To those familiar with WikiLeaks, its practices and, indeed, the trial at the Old Bailey regarding Assange’s extradition, such claims could only be seen as decidedly weak. Stella explained that WikiLeaks did “redact all of those documents that Manning gave to WikiLeaks, and in fact it was in cooperation with those newspapers.”  The trial itself made it clear that the secret spiller, as Assange has often been accused of being, was none other than the Guardian itself, whose journalists had left, with tantalising promise, the decryption key in their book WikiLeaks: Inside Julian Assange’s war on secrecy.

Stella, aflame with purpose and aware of her brief, also reminded the audience who she was talking to.  Bolton, she shot with acid fury, “sought to undermine the international legal system, sought to ensure that the US is not under the International Criminal Court’s jurisdiction.”

Then came the well fashioned grenade, pin removed.  “And if it was, Mr Bolton might in fact be prosecuted under the ICC [International Criminal Court].  He was one of the chief cheerleaders of the Iraq war, which Julian then exposed through these leaks, so he has a conflict of interest.”
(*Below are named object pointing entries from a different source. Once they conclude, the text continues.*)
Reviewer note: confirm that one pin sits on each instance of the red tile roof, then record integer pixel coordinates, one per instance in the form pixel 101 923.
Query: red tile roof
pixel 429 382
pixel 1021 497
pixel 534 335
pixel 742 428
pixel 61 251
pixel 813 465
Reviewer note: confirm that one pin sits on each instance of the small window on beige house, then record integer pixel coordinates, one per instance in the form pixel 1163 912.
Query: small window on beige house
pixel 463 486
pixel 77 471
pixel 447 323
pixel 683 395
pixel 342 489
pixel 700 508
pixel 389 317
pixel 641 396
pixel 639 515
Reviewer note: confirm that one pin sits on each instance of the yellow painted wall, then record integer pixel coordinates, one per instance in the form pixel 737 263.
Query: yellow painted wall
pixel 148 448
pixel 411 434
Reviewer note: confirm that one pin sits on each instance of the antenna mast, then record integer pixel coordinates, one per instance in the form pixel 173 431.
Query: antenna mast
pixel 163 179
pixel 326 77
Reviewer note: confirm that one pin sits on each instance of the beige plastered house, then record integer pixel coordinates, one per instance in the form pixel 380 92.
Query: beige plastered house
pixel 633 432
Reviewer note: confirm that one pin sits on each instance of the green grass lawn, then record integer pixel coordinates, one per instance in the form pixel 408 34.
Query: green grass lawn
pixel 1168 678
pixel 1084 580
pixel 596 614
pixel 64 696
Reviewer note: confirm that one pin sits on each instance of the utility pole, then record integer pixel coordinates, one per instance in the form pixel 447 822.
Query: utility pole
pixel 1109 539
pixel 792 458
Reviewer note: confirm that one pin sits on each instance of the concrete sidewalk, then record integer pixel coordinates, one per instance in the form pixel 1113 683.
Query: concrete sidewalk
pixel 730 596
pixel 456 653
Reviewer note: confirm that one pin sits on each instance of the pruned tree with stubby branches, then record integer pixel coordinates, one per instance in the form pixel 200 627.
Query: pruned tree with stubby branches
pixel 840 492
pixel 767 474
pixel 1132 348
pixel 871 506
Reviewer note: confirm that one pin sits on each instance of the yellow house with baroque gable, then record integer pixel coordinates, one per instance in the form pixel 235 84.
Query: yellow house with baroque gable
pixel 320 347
There have been other befouling episodes that can only be of concern to Assange and his family.  It has now come to light that security officials, in Australia’s Parliament, were under “significant pressure” to seize books from the Assange delegation during their August visit to Canberra.  A letter to Greens Senator David Shoebridge by the Department of Parliamentary Services explained that it was all linked to a protest.

The nature of the bureaucrat’s tone is to mock the valuable and diminish the relevant.   In the considered view of the Secretary of the Department of Parliamentary Services, Rob Stefanic, “I appreciate that Assange’s family may not have viewed the screening procedure in a positive light, but having reviewed the processes followed by security staff, I am confident they performed their duties with respect and due diligence.”  Such reasoning would suffice for most police states, where bureaucrats sup at the same table with the security wonks.

The Department, it transpired, had tripped up.  The claim about the protest was inaccurate, as neither Assange’s father, John Shipton, nor his brother, Gabriel, had attended any protests.  “It is apparent that there are factual inaccuracies in the letter to Senator Shoebridge and the secretary will be writing to correct the record.”

The world has turned full circle.  Those opening the cabinet of secrets are considered the nasty tittle-tattles, who simply revealed the fact that daddy fiddled and mummy drank.  In this world, homicidally excited types like Bolton revel in expressing unsavoury views in the open; those who expose the bankruptcy of such views are to be punished.  We await the next grotesquery with resigned disgust.